Web query log is a type of file keeping track of the activities of the users who are utilizing a search engine. Compared to traditional information retrieval setting in which documents are the only information source available, query logs are an additional information source in the Web search setting. Based on query logs, a set of Web mining techniques, such as log-based query clustering, log-based query expansion, collaborative filtering and personalized search, could be employed to improve the performance of Web search.
Web usage mining is an application of data mining techniques to discovering interesting usage patterns from Web data, in order to understand and better serve the needs of Web-based applications. Since the majority of usage data is stored in Web logs, usage mining is usually also referred to as log mining. Web logs can be divided into three categories based on the location of data collecting: server log, client log, and proxy log. Server log provides an aggregate picture of the usage of a service by all users, while client log provides a complete picture of usage of all services by a particular client, with the proxy log being somewhere in the middle (Srivastava, Cooley, Deshpande, & Tan, 2000).

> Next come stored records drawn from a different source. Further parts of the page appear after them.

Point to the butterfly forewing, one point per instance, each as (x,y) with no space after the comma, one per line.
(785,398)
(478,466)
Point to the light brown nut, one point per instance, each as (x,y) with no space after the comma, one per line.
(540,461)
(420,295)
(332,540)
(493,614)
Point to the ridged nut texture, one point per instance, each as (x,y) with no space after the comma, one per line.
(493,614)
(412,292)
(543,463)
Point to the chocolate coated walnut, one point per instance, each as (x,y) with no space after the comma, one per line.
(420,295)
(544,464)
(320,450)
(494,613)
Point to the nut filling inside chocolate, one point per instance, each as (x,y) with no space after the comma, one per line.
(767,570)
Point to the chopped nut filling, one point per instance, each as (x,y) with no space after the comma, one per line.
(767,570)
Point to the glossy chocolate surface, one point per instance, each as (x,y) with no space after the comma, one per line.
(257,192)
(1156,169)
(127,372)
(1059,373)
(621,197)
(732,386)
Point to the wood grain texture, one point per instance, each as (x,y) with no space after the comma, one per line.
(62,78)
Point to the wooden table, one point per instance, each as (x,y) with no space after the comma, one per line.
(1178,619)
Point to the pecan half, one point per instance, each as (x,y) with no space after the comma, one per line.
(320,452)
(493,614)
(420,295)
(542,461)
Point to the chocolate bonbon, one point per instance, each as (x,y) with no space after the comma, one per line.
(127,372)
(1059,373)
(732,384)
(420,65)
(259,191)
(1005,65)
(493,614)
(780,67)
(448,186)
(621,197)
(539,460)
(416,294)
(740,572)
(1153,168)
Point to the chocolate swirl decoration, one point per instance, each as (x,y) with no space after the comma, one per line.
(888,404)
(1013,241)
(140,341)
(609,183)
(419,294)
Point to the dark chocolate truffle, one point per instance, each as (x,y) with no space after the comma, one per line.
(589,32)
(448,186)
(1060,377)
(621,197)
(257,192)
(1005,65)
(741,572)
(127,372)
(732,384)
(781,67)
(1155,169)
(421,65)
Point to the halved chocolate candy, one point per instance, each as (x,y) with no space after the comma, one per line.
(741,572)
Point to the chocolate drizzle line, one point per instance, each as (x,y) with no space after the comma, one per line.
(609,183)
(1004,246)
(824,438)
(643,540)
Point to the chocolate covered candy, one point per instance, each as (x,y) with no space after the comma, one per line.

Query log mining could be viewed as a special kind of Web usage mining. While there is a lot of work about mining Website navigation logs for site monitoring, site adaptation, performance improvement, personalization and business intelligence, there is relatively little work of mining search engines’ query logs for improving Web search performance. In early years, researchers have proved that relevance feedback can significantly improve retrieval performance if users provide sufficient and correct relevance judgments for queries (Xu & Croft, 2000). However, in real search scenarios, users are usually reluctant to explicitly give their relevance feedback. A large amount of users’ past query sessions have been accumulated in the query logs of search engines. Each query session records a user query and the corresponding pages the user has selected to browse. Therefore, a query log can be viewed as a valuable source containing a large amount of users’ implicit relevance judgments. Obviously, these relevance judgments can be used to more accurately detect users’ query intentions and improve the ranking of search results.
One important assumption behind query log mining is that the clicked pages are “relevant” to the query. Although the clicking information is not as accurate as explicit relevance judgment in traditional relevance feedback, the user’s choice does suggest a certain degree of relevance. In the long run with a large amount of log data, query logs can be treated as a reliable resource containing abundant implicit relevance judgments from a statistical point of view.